Il cerimoniale di (quasi) ogni pattuglia è di superare il traguardo di Verbier mano nella mano, lasciando talvolta cadere qualche lacrima. Un’immensa soddisfazione personale, ma la considerazione iniziale «è mai più! Il percorso, l’impresa, la folla. Non è raro percepire un senso di vuoto, qualcosa che manca. D’altronde hai raggiunto il culmine». Le tre hanno una tempistica entro cui sperano di concludere la corsa, malgrado l’imprevisto sia costantemente in agguato. Dal mal di pancia sino alla rottura di un bastone, tutto si complica. Ed «è facile impiegarci di più. Non è infatti possibile controllare ogni evenienza». Le imponenti montagne fra il Dent d’Hérens e il Cervino a cullare i sogni di centinaia di alpinisti, eppure, talora, la natura detta la sua legge. Quello scenario incantevole si trasforma in teatro di un dramma. A inizio marzo cinque persone, e una purtroppo tuttora dispersa, hanno perso la vita sulla Tête Blanche innescando una vera e propria bufera. «Non siamo impreparati o eternamente in cerca del rischio». Lisa, Paola e Rachele hanno già fatto dietro-front, senza remore. Nonostante le numerose conoscenze, le Alpi celano sempre qualche tranello e, di conseguenza, «è necessaria (maggiore) attenzione in termini di pericoli e sicurezza». Fra bollettini meteo e attrezzatura resistente a qualsiasi condizione. «Nessuno intende sfidare il destino. Siamo in grado di fermarci, in ogni momento». La manifestazione riceve il nullaosta, solo quando la sicurezza del percorso e dei corridori è garantita. Nel 1986 è stata interrotta a causa delle condizioni meteorologiche alquanto proibitive, nel 2012 annullata e due anni or sono posticipata di 24 ore. «Il rischio zero non esiste, ma cerchiamo di essere il più organizzate possibile in modo da evitare calamità. D’altronde le montagne non scappano, soprattutto quando si hanno due bambini piccoli a casa», conclude Paola.
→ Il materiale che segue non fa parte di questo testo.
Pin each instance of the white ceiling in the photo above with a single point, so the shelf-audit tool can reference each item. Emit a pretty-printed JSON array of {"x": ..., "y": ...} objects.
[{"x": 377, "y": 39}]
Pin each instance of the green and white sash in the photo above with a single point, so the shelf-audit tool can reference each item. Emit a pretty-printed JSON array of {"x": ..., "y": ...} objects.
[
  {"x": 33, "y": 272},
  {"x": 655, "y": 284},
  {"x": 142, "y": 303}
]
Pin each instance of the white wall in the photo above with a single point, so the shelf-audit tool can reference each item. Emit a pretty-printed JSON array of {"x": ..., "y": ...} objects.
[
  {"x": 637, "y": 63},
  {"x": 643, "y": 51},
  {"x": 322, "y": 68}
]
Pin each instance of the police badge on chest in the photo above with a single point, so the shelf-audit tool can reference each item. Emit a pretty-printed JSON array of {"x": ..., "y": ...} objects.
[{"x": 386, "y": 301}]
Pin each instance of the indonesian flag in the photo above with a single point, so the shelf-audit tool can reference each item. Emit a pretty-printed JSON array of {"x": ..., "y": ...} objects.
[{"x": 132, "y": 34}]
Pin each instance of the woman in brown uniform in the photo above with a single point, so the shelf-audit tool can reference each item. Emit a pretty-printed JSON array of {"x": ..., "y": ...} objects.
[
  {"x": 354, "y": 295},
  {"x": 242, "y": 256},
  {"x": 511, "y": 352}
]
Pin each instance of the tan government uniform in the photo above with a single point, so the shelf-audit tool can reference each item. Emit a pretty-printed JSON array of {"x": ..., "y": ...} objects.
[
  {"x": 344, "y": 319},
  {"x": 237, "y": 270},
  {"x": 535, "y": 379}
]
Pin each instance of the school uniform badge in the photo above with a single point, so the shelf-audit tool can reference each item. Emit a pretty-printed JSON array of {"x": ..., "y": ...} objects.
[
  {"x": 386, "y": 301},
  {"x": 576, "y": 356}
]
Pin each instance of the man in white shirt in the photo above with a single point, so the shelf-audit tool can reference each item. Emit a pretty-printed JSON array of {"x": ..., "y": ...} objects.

Quarant’anni, o quasi, di leggenda

La manifestazione ha radici ben piantate nella storia militare rossocrociata: dispiegata sul fronte sudoccidentale in caso di conflitto, la Brigata 10 di montagna è stata persuasa dai capitani Roger Bonvin e Rodolphe Tissières a coprire la tratta fra Zermatt e Verbier senza rifornimenti. Un lungo giorno di marcia. E non quattro, com’era solita richiedere. Nel 1943 nacque finalmente la Patrouille des Glaciers. La terza edizione fu però funestata da una sfortunata fatalità. Il 10 aprile 1949 la pattuglia 7, composta da tre scaltri alpinisti, scomparve nei pressi del Mont Miné. Dall’euforia iniziale alla desolazione più assoluta. Un maledetto crepaccio scrisse l’epilogo della loro storia, e quello della competizione. O, almeno, finché, decenni più tardi, le discussioni si placarono. L’attrazione della corsa, epica fin dall’inizio, era irriducibile. Nella calda notte fra il 5 e il 6 aprile 1984 la ‘magia’ ricominciò grazie all’esercito, incaricato di mettere in sicurezza il tracciato; circa 190 pattuglie scattarono da Zermatt, inerpicandosi nel cuore delle Alpi. Da quel momento la competizione si ripete ogni due anni, mentre le donne hanno ricevuto il benestare solo nel 1986... La Patrouille si è sempre di più rafforzata, tant’è che in questa edizione ricorrono due appuntamenti: il quarantesimo dal suo disgelo nonché i Mondiali di scialpinismo di lunga distanza. Le 1’600 pattuglie, ossia 4’800 persone in rappresentanza di 28 Paesi, sono intervallate. Da stasera fino a sabato la cittadina ai piedi del Cervino sarà un susseguirsi di uomini. E donne. Il tracciato propone due alternative. Una lunga (57,5 chilometri e dislivello positivo di 4’386 metri) e una più corta da Arolla fino sempre a Verbier (29,6km, e dislivello positivo di 2’200m). Non mancano i record, realizzati sia in campo maschile che femminile sei anni or sono. La squadra italiana composta da Matteo Eydallin, Michel Boscacci e Robert Antonioli ha fermato il cronometro in 5 ore e 35 minuti. Fra le donne, invece, la cordata franco-svizzera composta da Laetitia Roux, Axelle Mollaret e Jennifer Fiechter ha chiuso la sua fatica in 7 ore e 15 minuti. Nonostante le infinite turbolenze, il futuro della Patrouille des Glaciersi sembra garantito a lungo termine.